Food & Drink

Park Lane Public House in Kirkland Features Pub Standbys With a Northwest Slant

The new spot in Kirkland's downtown has a welcoming vibe and a food and drink menu that has the locals already taking note

By A.J. Rathbun March 29, 2018

parklanepublichouse

Tucked in near the center of downtown Kirkland, Park Lane Public House (115 Park Lane, Kirkland) is from the folks behind the Bottle and Bull, located just blocks away. The Public House opened at the very tail end of January, but when I stopped by recently for a visit with some pals, it was bursting with Kirkland-ites and already seemed to have a developed a reputation drawing in locals.

I can see why, too, as it has a welcoming vibe, with sociable staff and an open space with a bar side and a family-friendly side. Park Lane Public House also provides a menu from chef Peter Worden that travels through pub standbys from near-and-far while maintaining a northwest slant, mostly raising the bar (so to speak) with excellent preparation and a few tasty twists.

Take the mac and cheese – an omnipresent dish, sure. But here, it’s given individuality, served in a cast iron skillet oozing New York white cheddar and topped with bread crumbs carrying a hint of truffles and crispy crunchy shallots. Another standout was the wild boar sloppy joe, a big hit with one of my carnivorous companions, with its sizable portion and rich meaty flavor accented by provolone and a fried egg, accompanied by delicious thinner-side frites.

You’ll find something for everyone with a menu traveling through larger dishes (think seared King salmon, beer battered Alaska cod, Steak frites, and others), salads with seafood, steak, or Mediterranean veggies, a flatbread pizza, and more. For sharing, there are appetizers highlighted by a dish not normally seen with the starters: butternut squash. It was roasted just right (soft, but with a few caramelized edges), accompanied by maple squash puree and a duo of pomegranates, molasses and fresh.
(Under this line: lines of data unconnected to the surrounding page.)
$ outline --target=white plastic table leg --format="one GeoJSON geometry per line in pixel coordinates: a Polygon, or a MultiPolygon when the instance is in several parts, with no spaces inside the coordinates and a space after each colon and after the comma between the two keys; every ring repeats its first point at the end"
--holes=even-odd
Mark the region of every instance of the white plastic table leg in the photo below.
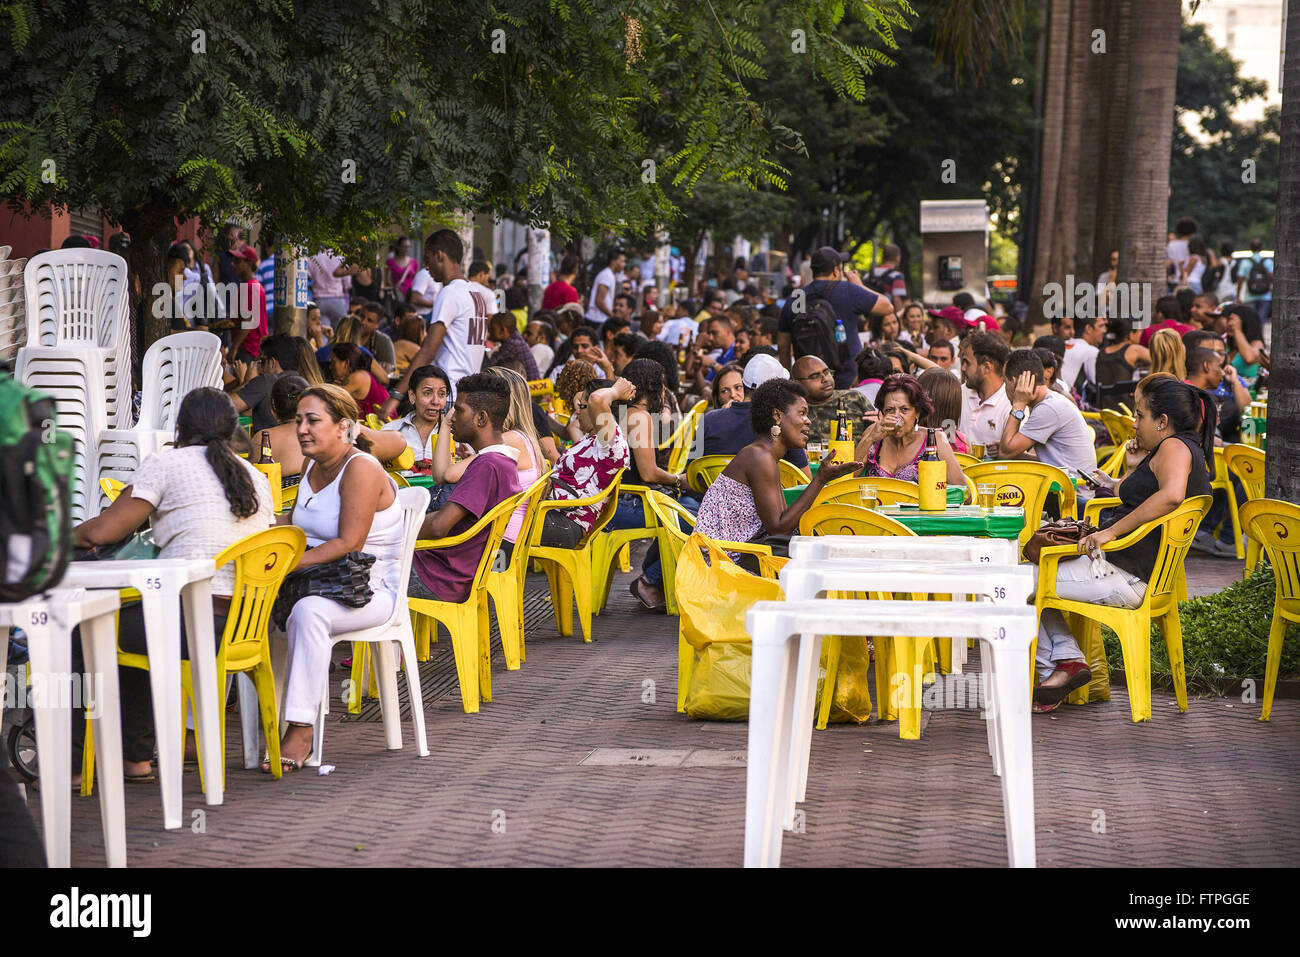
{"type": "Polygon", "coordinates": [[[993,759],[993,773],[1002,776],[1002,751],[1000,749],[1000,731],[998,728],[998,687],[997,662],[993,652],[987,647],[980,649],[980,673],[984,680],[984,721],[988,732],[989,757],[993,759]]]}
{"type": "Polygon", "coordinates": [[[790,781],[798,643],[755,640],[745,769],[745,866],[779,867],[790,781]]]}
{"type": "MultiPolygon", "coordinates": [[[[203,788],[209,805],[220,804],[225,789],[224,742],[218,709],[225,706],[223,688],[217,687],[217,646],[212,627],[212,581],[201,578],[181,592],[185,634],[194,685],[194,726],[203,758],[203,788]]],[[[159,751],[159,754],[162,752],[159,751]]],[[[161,767],[161,764],[159,765],[161,767]]],[[[177,807],[179,812],[180,808],[177,807]]]]}
{"type": "Polygon", "coordinates": [[[795,805],[807,800],[808,762],[812,752],[813,726],[817,723],[817,676],[821,667],[821,655],[821,635],[800,636],[799,668],[794,683],[794,727],[790,734],[793,786],[786,799],[785,819],[782,822],[786,830],[794,827],[795,805]]]}
{"type": "MultiPolygon", "coordinates": [[[[167,584],[163,579],[163,584],[167,584]]],[[[149,650],[149,690],[153,695],[154,737],[158,743],[158,782],[162,787],[163,827],[181,826],[181,610],[176,588],[140,593],[149,650]]],[[[220,762],[207,767],[220,767],[220,762]]]]}
{"type": "MultiPolygon", "coordinates": [[[[54,603],[29,602],[24,606],[27,623],[18,627],[27,634],[27,655],[33,685],[40,680],[45,693],[34,702],[36,746],[40,751],[41,830],[45,836],[45,860],[50,867],[68,867],[72,858],[72,711],[57,707],[61,692],[53,687],[56,678],[72,670],[70,629],[54,603]],[[38,618],[39,617],[39,624],[38,618]]],[[[107,742],[96,742],[97,750],[109,751],[107,742]]],[[[118,746],[121,758],[121,743],[118,746]]],[[[121,774],[119,767],[118,774],[121,774]]]]}
{"type": "MultiPolygon", "coordinates": [[[[117,627],[112,615],[81,623],[86,673],[98,679],[98,698],[91,717],[99,759],[99,812],[104,828],[104,856],[109,867],[126,867],[126,795],[122,779],[121,693],[117,681],[117,627]]],[[[72,713],[70,712],[71,716],[72,713]]]]}
{"type": "MultiPolygon", "coordinates": [[[[1011,645],[987,642],[997,686],[998,750],[1002,755],[1002,812],[1012,867],[1034,867],[1034,757],[1029,682],[1023,655],[1011,645]]],[[[984,650],[984,649],[981,649],[984,650]]]]}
Speaking of purees, the Mama Lil’s pepper puree on the hummus was tangy and a nice local shout-out.

The cocktail list of nine choices leans towards takes on the classics and has lots of northwest favorites, too. The Urban Bourbon (a good pick on a chillier evening) had bourbon, as you’d expect, mixed with Portland’s Townsend distillery’s spiced tea liqueur and herbally Kashmiri Amaro, as well as Seattle’s E. Smith Mercantile’s smoked bitters. It incorporated herbs, spice, and a little smoke, underlined by the right amount of sweetness.
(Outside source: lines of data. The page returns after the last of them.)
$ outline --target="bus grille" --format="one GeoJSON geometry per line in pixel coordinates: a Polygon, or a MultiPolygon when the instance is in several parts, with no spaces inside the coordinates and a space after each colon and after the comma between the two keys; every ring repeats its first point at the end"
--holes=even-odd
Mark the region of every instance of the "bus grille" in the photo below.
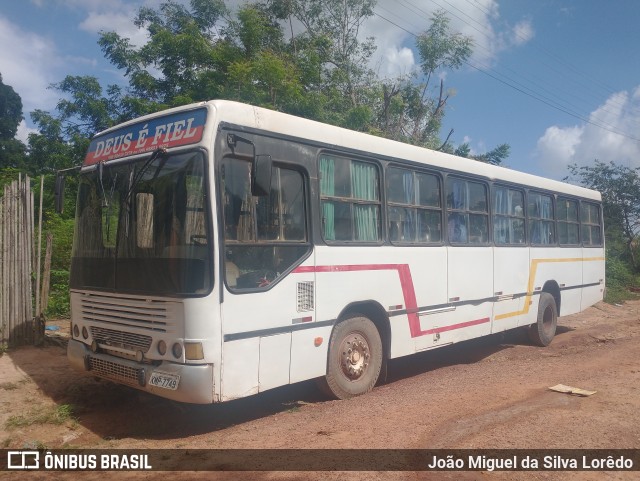
{"type": "Polygon", "coordinates": [[[89,371],[97,376],[132,385],[144,385],[144,369],[123,366],[104,359],[89,358],[89,371]]]}
{"type": "MultiPolygon", "coordinates": [[[[102,325],[110,335],[116,331],[128,331],[130,328],[175,332],[177,321],[182,319],[182,305],[178,302],[96,294],[82,295],[78,300],[79,305],[74,304],[79,307],[82,321],[102,325]]],[[[118,342],[121,343],[144,346],[149,342],[143,340],[144,336],[120,334],[126,337],[119,339],[118,342]]]]}
{"type": "Polygon", "coordinates": [[[149,351],[151,347],[151,336],[134,334],[131,332],[116,331],[103,327],[91,326],[91,335],[98,344],[105,344],[111,347],[120,347],[130,351],[149,351]]]}

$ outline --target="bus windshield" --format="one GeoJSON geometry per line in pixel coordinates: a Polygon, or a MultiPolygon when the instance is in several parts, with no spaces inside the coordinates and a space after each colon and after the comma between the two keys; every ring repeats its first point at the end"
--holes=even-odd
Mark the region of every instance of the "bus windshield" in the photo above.
{"type": "Polygon", "coordinates": [[[208,293],[204,154],[157,155],[101,170],[79,181],[71,288],[208,293]]]}

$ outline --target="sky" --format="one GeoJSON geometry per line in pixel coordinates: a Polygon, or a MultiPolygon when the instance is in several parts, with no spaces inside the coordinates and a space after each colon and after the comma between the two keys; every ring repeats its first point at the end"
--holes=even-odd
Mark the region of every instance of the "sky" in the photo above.
{"type": "MultiPolygon", "coordinates": [[[[55,109],[59,94],[48,87],[66,75],[125,85],[97,44],[99,32],[141,45],[146,32],[132,19],[160,3],[0,0],[0,73],[24,108],[18,138],[33,131],[30,112],[55,109]]],[[[453,129],[451,141],[478,154],[507,143],[504,165],[554,179],[566,177],[569,164],[596,159],[640,167],[640,2],[378,0],[362,35],[376,38],[371,67],[379,76],[418,68],[415,35],[435,10],[474,42],[462,68],[440,75],[450,94],[443,139],[453,129]]]]}

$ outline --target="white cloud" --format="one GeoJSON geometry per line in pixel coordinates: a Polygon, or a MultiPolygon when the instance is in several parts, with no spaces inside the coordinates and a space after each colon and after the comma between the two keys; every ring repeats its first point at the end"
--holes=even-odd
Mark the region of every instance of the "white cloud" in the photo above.
{"type": "Polygon", "coordinates": [[[640,142],[636,140],[640,87],[632,94],[611,95],[591,112],[589,121],[569,127],[553,125],[538,139],[534,157],[548,175],[560,177],[567,173],[567,165],[590,165],[596,159],[640,167],[640,142]]]}
{"type": "Polygon", "coordinates": [[[529,42],[534,36],[533,25],[530,20],[522,20],[518,22],[512,29],[513,44],[524,45],[529,42]]]}
{"type": "Polygon", "coordinates": [[[18,124],[18,132],[16,133],[16,139],[22,141],[24,144],[29,141],[29,134],[37,134],[38,129],[32,129],[31,127],[27,127],[27,123],[22,120],[18,124]]]}
{"type": "Polygon", "coordinates": [[[128,38],[135,46],[142,46],[148,40],[146,29],[139,29],[133,24],[135,9],[129,11],[89,12],[87,18],[80,23],[81,30],[89,33],[116,32],[128,38]]]}
{"type": "Polygon", "coordinates": [[[413,51],[407,47],[388,47],[383,55],[381,77],[410,74],[415,66],[413,51]]]}
{"type": "MultiPolygon", "coordinates": [[[[424,32],[429,27],[433,13],[442,8],[446,8],[451,30],[473,40],[471,61],[479,66],[492,65],[501,52],[524,45],[535,36],[533,24],[528,19],[514,26],[506,24],[500,17],[498,0],[449,0],[440,3],[440,6],[432,2],[379,0],[375,8],[379,16],[368,19],[362,36],[376,37],[379,51],[374,63],[380,65],[381,72],[402,73],[397,68],[394,70],[396,66],[391,63],[394,58],[387,58],[390,47],[386,46],[393,45],[396,49],[398,46],[414,47],[415,38],[412,34],[424,32]],[[385,65],[385,62],[390,65],[385,65]]],[[[402,65],[403,68],[406,66],[402,65]]]]}
{"type": "Polygon", "coordinates": [[[54,107],[57,96],[47,88],[59,80],[52,73],[58,59],[53,42],[0,16],[0,45],[10,45],[0,55],[3,82],[20,95],[25,116],[36,108],[54,107]]]}

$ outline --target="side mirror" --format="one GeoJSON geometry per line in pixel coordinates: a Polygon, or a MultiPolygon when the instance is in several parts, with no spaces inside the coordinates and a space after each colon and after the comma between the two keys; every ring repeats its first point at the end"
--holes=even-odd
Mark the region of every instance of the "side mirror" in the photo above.
{"type": "Polygon", "coordinates": [[[55,185],[55,207],[58,214],[64,210],[64,174],[58,172],[55,185]]]}
{"type": "Polygon", "coordinates": [[[251,171],[251,195],[258,197],[271,193],[271,169],[273,161],[270,155],[256,155],[251,171]]]}

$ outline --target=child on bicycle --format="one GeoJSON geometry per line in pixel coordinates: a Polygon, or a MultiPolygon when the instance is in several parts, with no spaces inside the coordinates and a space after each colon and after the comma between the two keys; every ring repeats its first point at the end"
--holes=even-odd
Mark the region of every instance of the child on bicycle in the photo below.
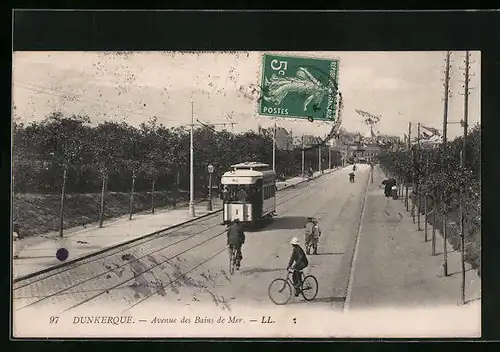
{"type": "Polygon", "coordinates": [[[300,242],[297,237],[292,238],[290,244],[292,245],[293,251],[290,261],[288,262],[287,270],[293,270],[293,286],[295,288],[295,296],[298,296],[301,286],[301,271],[309,265],[309,261],[307,260],[304,250],[300,247],[300,242]]]}
{"type": "Polygon", "coordinates": [[[243,255],[241,254],[241,246],[245,243],[245,233],[240,224],[239,219],[235,219],[233,224],[227,229],[227,245],[229,253],[231,253],[232,247],[236,247],[236,270],[240,269],[241,260],[243,255]]]}

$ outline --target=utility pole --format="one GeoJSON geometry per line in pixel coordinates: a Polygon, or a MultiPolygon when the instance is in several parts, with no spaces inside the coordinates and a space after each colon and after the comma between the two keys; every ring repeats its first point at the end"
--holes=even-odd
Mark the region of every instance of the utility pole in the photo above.
{"type": "Polygon", "coordinates": [[[305,177],[305,150],[304,150],[304,134],[302,133],[302,178],[305,177]]]}
{"type": "Polygon", "coordinates": [[[321,174],[321,144],[318,146],[318,172],[321,174]]]}
{"type": "Polygon", "coordinates": [[[273,171],[276,172],[276,117],[274,117],[273,129],[273,171]]]}
{"type": "MultiPolygon", "coordinates": [[[[429,177],[429,155],[427,155],[427,153],[425,154],[425,173],[424,173],[424,180],[425,180],[425,183],[427,184],[427,178],[429,177]]],[[[425,214],[425,218],[424,218],[424,231],[425,231],[425,242],[428,241],[428,238],[427,238],[427,203],[428,203],[428,198],[429,198],[429,195],[427,194],[427,190],[428,190],[428,187],[426,186],[425,187],[425,192],[424,192],[424,214],[425,214]]]]}
{"type": "Polygon", "coordinates": [[[290,129],[290,176],[294,176],[294,157],[293,157],[293,130],[290,129]]]}
{"type": "MultiPolygon", "coordinates": [[[[411,122],[408,122],[408,154],[410,155],[411,158],[411,122]]],[[[405,204],[406,204],[406,211],[409,211],[409,206],[410,202],[408,201],[408,182],[407,180],[404,180],[406,185],[405,185],[405,204]]]]}
{"type": "MultiPolygon", "coordinates": [[[[446,162],[446,142],[448,132],[448,98],[450,95],[450,52],[446,52],[446,68],[444,73],[444,112],[443,112],[443,154],[441,155],[441,162],[446,162]]],[[[443,209],[443,275],[448,276],[448,248],[447,248],[447,234],[446,224],[448,222],[446,216],[446,203],[445,194],[442,195],[442,209],[443,209]]]]}
{"type": "MultiPolygon", "coordinates": [[[[467,129],[469,122],[469,51],[465,52],[465,82],[464,82],[464,120],[462,127],[464,129],[463,134],[463,147],[460,152],[460,168],[465,170],[466,168],[466,156],[467,156],[467,129]]],[[[461,249],[461,259],[462,259],[462,304],[465,304],[465,194],[464,190],[461,192],[460,196],[460,249],[461,249]]]]}
{"type": "Polygon", "coordinates": [[[191,100],[191,143],[189,146],[189,215],[195,217],[194,212],[194,103],[191,100]]]}
{"type": "Polygon", "coordinates": [[[332,169],[332,146],[330,142],[330,145],[328,146],[328,170],[331,169],[332,169]]]}
{"type": "Polygon", "coordinates": [[[417,125],[417,155],[416,155],[416,160],[417,160],[417,177],[416,177],[416,182],[415,182],[415,188],[417,191],[417,230],[422,231],[422,228],[420,227],[420,202],[422,198],[420,197],[420,122],[417,125]]]}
When the sun’s shining in the sky, the daiquiri made in the slushy machine might be the best choice. Super tangy, tart, and icy, it’s sure to cool you down (and, if not so sunny, it’ll help you dream of beaches). You’ll also find 15 beers on draft, with a list that again inclines local, as does the list of 14 wines. For those staying away from the booze (and those under 21), don’t miss the house-made ginger soda, whose grand ginger-ness is backed by a little tart-ness.

There are lots of seating options, from cushioned bar chairs if you want to belly up close to the shaking and stirring, to booths and tables – grab one near the big windows to watch the passersby on Park Lane, or one near a TV (there are a few, perhaps one or two too many for me, but that’s to taste) if  feeling sporty. One brick wall holds a few massive antique photographs, including an amazing pic of the Juanita baseball team from, I’d guess, the 1950s, and there are some neat macramé plant holders, all of which adds to personality and overall jolliness.

As word gets out, it won’t just be Kirklanders packing it in. One of my dining pals (who happens to own the JRA bike shop, so is an authority on this kind of thing), thought that in summer, when the weather’s nice, it’d be swell to take a big bike ride north around the lake, stop at the Park Lane Pub for lunch, and then ride back. Cycling enthusiasts, take note.